Families change but nowhere to go: Meet Alicia


My name is Alicia Bowman and I live in Newton with my husband and 3 children.

I was heartbroken when I had to take my parents’ car keys away because it was no longer safe for them to drive. The natural question following that was: how would they get their food and other necessities? My parents’ house is neither close to public transit nor walking distance to anything they need.

When I finally located a suitable apartment near a grocery store, it turns out that they still have to cross a busy, six-lane roadway to get there.

My husband’s parents went through a similar experience when they had to move out of their home that had four flights of stairs. My father-in-law felt guilty that his physical needs put his wife in a situation where she, too, was losing her independence. Eventually, they became housebound over the long winters and beyond, isolated from friends and activities.

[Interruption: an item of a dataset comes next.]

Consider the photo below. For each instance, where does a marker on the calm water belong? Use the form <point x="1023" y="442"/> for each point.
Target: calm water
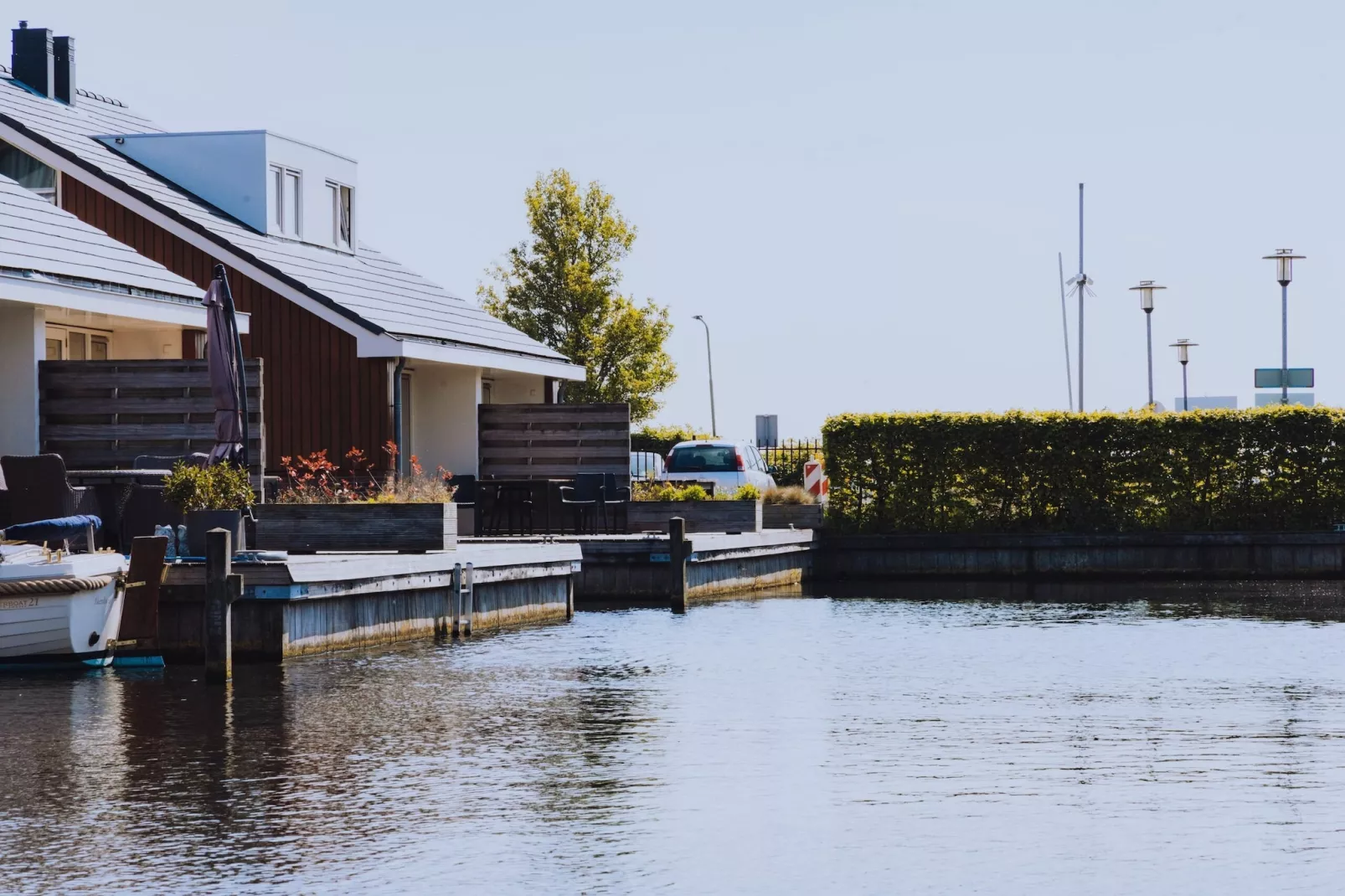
<point x="779" y="745"/>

People think it won’t affect them until they’re old. But I have friends who have become disabled and faced similar challenges. We have to have some more options. It’s something that will impact everybody.

I, too, want to age in my community. Within the next five years, my husband and I will be empty-nesters and would like to downsize but stay in Newton. We would like something with less upkeep, and help us reduce our expenses.

As we plan for the next 30+ years of our life, we need a home that is accessible, with less stairs and easier to maneuver, but also close to things so that we can live without a car while remaining active throughout the year for long-term health.

Even Newton, with all of its amenities, has very few areas that can meet these criteria because the housing there is older and mostly single family. We have many people in our community who fail to see the need for different housing types and who actively fight projects that would provide more accessible housing. One day they too will need more accessible housing, but of course it will be too late for them.

Great communities should enable aging residents to retain control of their lives, rather than forcing them to live in dormitory-like situations because there are no better options.

Great Neighborhoods legislation would help communities change the conversation from “Should we have multifamily housing in our community?” to “How should we do it?” We have the opportunity to identify good locations and make those places work for people at all stages of life, from Millennials to people in my generation.

Thank you for reading and sharing my story.